08 July 2003

Network outages

The recent outages to the network were caused by building work in the Library.

Recently over the weekend 27-29 June 2003 the electrical switchboard in the Library was replaced, during which time the network was unavailable in the Division. The network comes in to the University in Building 10, goes through the Library to Building 5, then to 20 and finally Building 9, where the Division's servers and other network resources are housed.

No power in Building 8 meant the network routers and switches were down, and so there was no network communication to or from the Division.

When the power was restored to the equipment in Building 8, there was a failure in one of the vital pieces of equipment, which meant our network was down until a part could be replaced on Tuesday 1 July.

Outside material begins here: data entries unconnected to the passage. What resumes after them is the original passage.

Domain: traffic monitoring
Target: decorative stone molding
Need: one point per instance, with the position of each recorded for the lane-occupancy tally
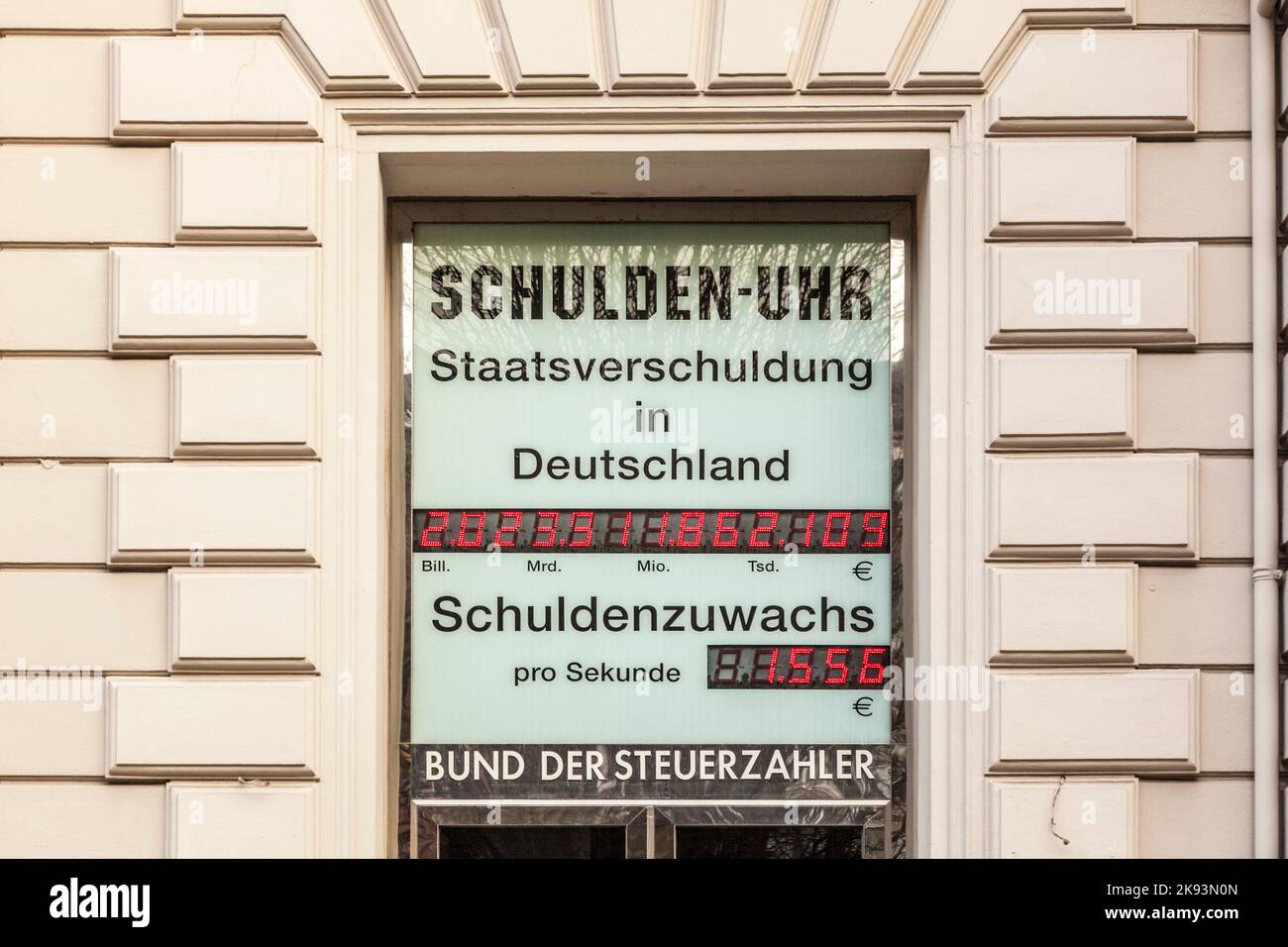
(1144, 82)
(219, 86)
(1099, 722)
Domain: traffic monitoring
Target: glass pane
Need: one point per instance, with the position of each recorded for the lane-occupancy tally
(769, 841)
(532, 841)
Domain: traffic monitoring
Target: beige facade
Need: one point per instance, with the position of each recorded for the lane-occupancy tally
(196, 489)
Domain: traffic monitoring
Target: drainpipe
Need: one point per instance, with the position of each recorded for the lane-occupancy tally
(1265, 445)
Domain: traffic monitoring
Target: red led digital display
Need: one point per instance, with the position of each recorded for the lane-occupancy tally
(651, 531)
(797, 668)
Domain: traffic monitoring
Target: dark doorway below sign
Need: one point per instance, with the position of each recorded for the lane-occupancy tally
(769, 841)
(532, 841)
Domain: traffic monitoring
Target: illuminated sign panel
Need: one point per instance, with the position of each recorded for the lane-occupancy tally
(651, 497)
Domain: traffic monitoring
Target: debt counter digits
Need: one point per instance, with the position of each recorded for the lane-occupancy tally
(651, 531)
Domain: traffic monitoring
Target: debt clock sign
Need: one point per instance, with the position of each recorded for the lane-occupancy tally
(651, 510)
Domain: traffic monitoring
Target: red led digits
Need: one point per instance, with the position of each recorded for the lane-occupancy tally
(837, 667)
(874, 528)
(761, 535)
(726, 665)
(767, 663)
(507, 534)
(829, 539)
(726, 536)
(800, 667)
(872, 672)
(548, 523)
(434, 527)
(661, 528)
(649, 531)
(690, 535)
(471, 521)
(583, 523)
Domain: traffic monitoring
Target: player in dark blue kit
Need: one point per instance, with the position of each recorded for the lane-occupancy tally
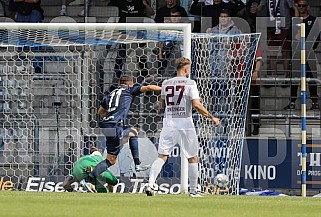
(113, 111)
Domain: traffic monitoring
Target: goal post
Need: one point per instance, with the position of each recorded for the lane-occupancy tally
(54, 74)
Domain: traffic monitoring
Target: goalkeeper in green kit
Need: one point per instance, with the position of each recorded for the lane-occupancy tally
(84, 166)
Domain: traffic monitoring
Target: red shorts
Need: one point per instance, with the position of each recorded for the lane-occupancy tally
(282, 39)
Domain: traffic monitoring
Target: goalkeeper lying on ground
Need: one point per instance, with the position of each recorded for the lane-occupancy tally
(84, 166)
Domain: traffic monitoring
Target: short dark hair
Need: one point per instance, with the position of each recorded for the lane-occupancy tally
(225, 11)
(125, 79)
(93, 147)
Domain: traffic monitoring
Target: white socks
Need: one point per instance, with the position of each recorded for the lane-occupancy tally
(155, 170)
(192, 176)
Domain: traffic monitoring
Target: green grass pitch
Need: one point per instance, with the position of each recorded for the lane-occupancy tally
(44, 204)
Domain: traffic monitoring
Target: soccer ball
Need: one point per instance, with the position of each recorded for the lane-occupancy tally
(221, 180)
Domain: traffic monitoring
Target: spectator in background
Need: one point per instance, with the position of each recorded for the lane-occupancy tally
(28, 11)
(212, 9)
(12, 10)
(164, 12)
(278, 35)
(251, 13)
(309, 20)
(63, 11)
(2, 11)
(131, 9)
(255, 92)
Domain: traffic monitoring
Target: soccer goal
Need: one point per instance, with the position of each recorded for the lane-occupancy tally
(222, 68)
(53, 76)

While the network was down, staff were unable to send or receive email; had no access to central file storage; and by and large could not print. There was no access to any of the Division's web servers from on or off campus, so for four days no-one had access to information about the Division and its services.

With the network becoming an increasingly important service to the Division, such outages need to be avoided if at all possible. To minimise outages, there needs to be a more professional approach to the management of the University's network, with better network planning and the building of redundancies or alternative routes into the system.

Web servers required to be available reliably around the clock should be placed (in a network sense) as close as possible to the University's connections to the Internet so that, among other things, the availability of the Web pages is unaffected by outages within the University's internal network.

Contingency planning should be undertaken to allow for the Network to be broken in one place, but services continued through alternative routing. Completing the loop between Building 9 and Building 1 may be required to help provide for alternative routes.

Centralised services would not have helped in this instance: the Division would have been unable to see the services with the Library routers down. As it was, centralised services like DHCP and WebCT were also unavailable during the outage.